Bauland auf dem Areal der Fürther Schickedanz-Villa?

25.5.2017, 09:30 Uhr
Die Schickedanz-Villa im Zentrum des Bildes steht auf einem riesigen Grundstück, das von Fuchs-, Lerchen-, Forsthaus- und Dianastraße gesäumt wird. Rechts oben grenzt es an den Wiesengrund. Im Gespräch für eine mögliche Bebauung ist jetzt das Areal an der Zufahrt, sprich: oberhalb der Kurve, wo die Lerchen- in die Forsthausstraße übergeht.

Die Schickedanz-Villa im Zentrum des Bildes steht auf einem riesigen Grundstück, das von Fuchs-, Lerchen-, Forsthaus- und Dianastraße gesäumt wird. Rechts oben grenzt es an den Wiesengrund. Im Gespräch für eine mögliche Bebauung ist jetzt das Areal an der Zufahrt, sprich: oberhalb der Kurve, wo die Lerchen- in die Forsthausstraße übergeht. © Foto: Google Earth

Vor wenigen Wochen stand die altehrwürdige Unternehmervilla in einem Immobilienmagazin zum Verkauf. Den Eigentümer hat sie bislang nicht gewechselt, sie gehört nach wie vor Matthias Bühler, dem Sohn von Madeleine und damit Enkelsohn von Gustav Schickedanz, dem Gründer des inzwischen untergegangenen Quelle-Imperiums.

Das Inserat, so schilderte man es den FN damals, sei eine Art Testballon gewesen.

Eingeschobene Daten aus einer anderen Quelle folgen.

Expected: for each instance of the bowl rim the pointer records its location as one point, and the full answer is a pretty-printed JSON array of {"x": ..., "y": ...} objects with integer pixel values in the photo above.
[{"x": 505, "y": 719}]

Der Eigentümer wollte sehen, ob es Interesse an dem Grundstück gebe. Ein Verkauf, so hieß es, sei nicht zwingend nötig, vielleicht bleibe es auch in Familienbesitz. Parallel lotet man offenbar weitere Möglichkeiten aus, wie sich das gegenwärtig verwaiste Areal in Zukunft nutzen lassen könnte.

Wie die FN erfahren haben, beschäftigte sich unlängst der städtische Baubeirat, ein Untergremium des Bauausschusses, mit der Anfrage, einen Teil des Parks bebauen zu dürfen. Konkret geht es um den oberen Bereich, wo sich auch im Übergang von Lerchen- und Forsthausstraße die Grundstückszufahrt befindet samt Pförtnerhäuschen und Remise.

Details zu den Plänen sind aus dem Rathaus noch nicht zu erfahren. Sie werden, das schreibt die Bayerische Bauordnung vor, aktuell nichtöffentlich behandelt. Auch Eigentümer Matthias Bühler hält sich bedeckt. Rathauschef Thomas Jung bestätigte hingegen auf FN-Nachfrage: "Ja, es gibt eine Anfrage." Die Stadt habe den Ball aber erst einmal zurück an den Eigentümer gespielt. "Bevor wir uns damit beschäftigen, muss klar sein, was das Wasserwirtschaftsamt sagt."

Weite Teile des 69.000 Quadratmeter großen Geländes liegen in der Schutzzone. Laut Jung scheint daher eine Bebauung für "gefühlt 90 Prozent" der Fläche ausgeschlossen. Allerdings sei es nicht undenkbar, dass nach einer Prüfung durch "etliche, auch staatliche Dienststellen einzelne Baumaßnahmen am Rande des Geländes formal möglich sein könnten".

In Alarmbereitschaft

Der Baubeirat hat sich bereits gegen die Pläne ausgesprochen, sein Votum hat aber nur empfehlenden Charakter. Beschlossen wird erst dann, wenn das Thema auf der Tagesordnung von Bauausschuss und Stadtrat steht. OB Jung kündigt eine öffentliche Debatte an.

Bei der Stadtheimatpflegerin schrillen schon jetzt die Alarmglocken. "Ich habe beantragt, alle Gebäude des Areals unter Denkmalschutz zu stellen", sagte Karin Jungkunz auf Anfrage dieser Zeitung. Nicht nur die Villa, auch der Park des Unternehmers Schickedanz samt allen Nebengebäuden sei zweifellos ein Industriedenkmal. Das Landesamt für Denkmalpflege in München prüft das aktuell und hat die Stadt Fürth aufgefordert, etwaige Maßnahmen, die in die historische Substanz der einzelnen Gebäude eingreifen könnten, nicht zu genehmigen. Zunächst wollen sich die Experten vor Ort ein Bild machen.

Auch Naturschützer folgen der Debatte mit Argusaugen. Nicht nur ein Wasserschutzgebiet überzieht das Gelände, einzelne Teile stehen unter Landschaftsschutz oder sind als Biotope ausgewiesen.